As iSuppli noted earlier this month, some of the pricing action in the DRAM market now appears to be driven by a real rise in end demand, in contrast to recent increases inspired by pure speculation. PC OEMs in China had been increasing DRAM orders so as to accommodate growing demand, a development that reflects normal seasonal sales trends.
Furthermore, new positive signs are appearing in the PC market. Corporate PC orders are beginning to increase due to rising IT investments. Strong growth in PC shipments in the second quarter boosted OEMs' optimism regarding the second half.
Thus, DRAM prices continue to increase on the U.S. spot market and elsewhere. Most of the increases are coming in Double Data Rate 266 (DDR266) and DDR333 SDRAM, which experienced price rises of 14 percent and 11 percent, respectively, this week.

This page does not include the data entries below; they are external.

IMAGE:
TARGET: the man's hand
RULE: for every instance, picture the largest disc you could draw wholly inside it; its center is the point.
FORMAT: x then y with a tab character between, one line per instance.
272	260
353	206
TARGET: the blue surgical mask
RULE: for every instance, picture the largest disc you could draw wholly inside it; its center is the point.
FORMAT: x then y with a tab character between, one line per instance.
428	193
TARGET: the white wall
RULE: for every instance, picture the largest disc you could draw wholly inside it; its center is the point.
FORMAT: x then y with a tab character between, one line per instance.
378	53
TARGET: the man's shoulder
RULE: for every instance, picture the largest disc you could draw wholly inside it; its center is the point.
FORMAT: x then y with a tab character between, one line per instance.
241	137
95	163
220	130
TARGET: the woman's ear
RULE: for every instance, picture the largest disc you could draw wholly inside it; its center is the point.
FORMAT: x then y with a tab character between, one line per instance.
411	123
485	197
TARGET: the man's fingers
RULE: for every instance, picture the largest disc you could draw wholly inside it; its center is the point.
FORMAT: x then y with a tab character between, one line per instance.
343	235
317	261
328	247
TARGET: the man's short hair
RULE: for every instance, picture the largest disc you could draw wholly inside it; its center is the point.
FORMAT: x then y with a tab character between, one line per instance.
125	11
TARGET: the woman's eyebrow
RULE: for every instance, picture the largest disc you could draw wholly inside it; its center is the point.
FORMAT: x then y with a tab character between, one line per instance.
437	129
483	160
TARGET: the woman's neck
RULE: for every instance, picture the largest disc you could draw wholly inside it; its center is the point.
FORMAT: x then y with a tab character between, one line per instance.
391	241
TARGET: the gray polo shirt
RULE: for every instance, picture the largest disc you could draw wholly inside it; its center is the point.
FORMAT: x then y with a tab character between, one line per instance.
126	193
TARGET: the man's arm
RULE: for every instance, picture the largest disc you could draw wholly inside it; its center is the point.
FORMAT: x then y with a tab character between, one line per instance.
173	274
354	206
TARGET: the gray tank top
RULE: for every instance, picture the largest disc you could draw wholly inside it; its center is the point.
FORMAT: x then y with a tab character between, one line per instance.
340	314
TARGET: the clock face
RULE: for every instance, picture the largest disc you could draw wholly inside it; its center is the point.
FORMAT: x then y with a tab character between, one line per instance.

However, the rising optimism has a dark side: in anticipation of stronger growth to come, PC OEMs appear to be ordering more than their immediate needs would dictate. A pricing recovery built on double ordering is not sustainable, setting the market up for a correction, possibly at the end of August or in September, iSuppli believes.
In the meantime, OEMs may continue to boost DRAM prices. The average price of a 256-Mbyte DDR DIMM already has reached $40 in the spot market and between $35 and $38 in OEM contract negotiations. DDR DIMM prices could rise as high as $40 to $45 in August, which would represent a pain threshold for PC OEMs through which they will not want to cross. At $40 to $45 per DIMM, DRAM prices will begin to create a bottleneck in PC bills of materials (BOMs), forcing OEMs to cut other features in their computers.
At this point, double ordering will cease, sending DRAM prices down, although increases will continue until that time.
Portents of this price decline are already appearing; some spot traders have lost confidence in the market recovery. These traders have begun selling off their inventory, a trend that iSuppli predicts will continue through the end of the month.
Despite all the positive news these days, iSuppli remains cautious about the timing of the DRAM market recovery. The market obviously has reached the bottom and is moving in a positive direction. But in order to gain sustainable momentum, the market will have to experience demand driven by a real rise in end-application sales, not by speculation and double booking.
Although iSuppli foresees continued uncertainty in pricing and demand, the normal seasonality of the PC market will boost DRAM prices enough in the second half to ensure that worldwide DRAM market revenue grows by a double-digit margin in 2003.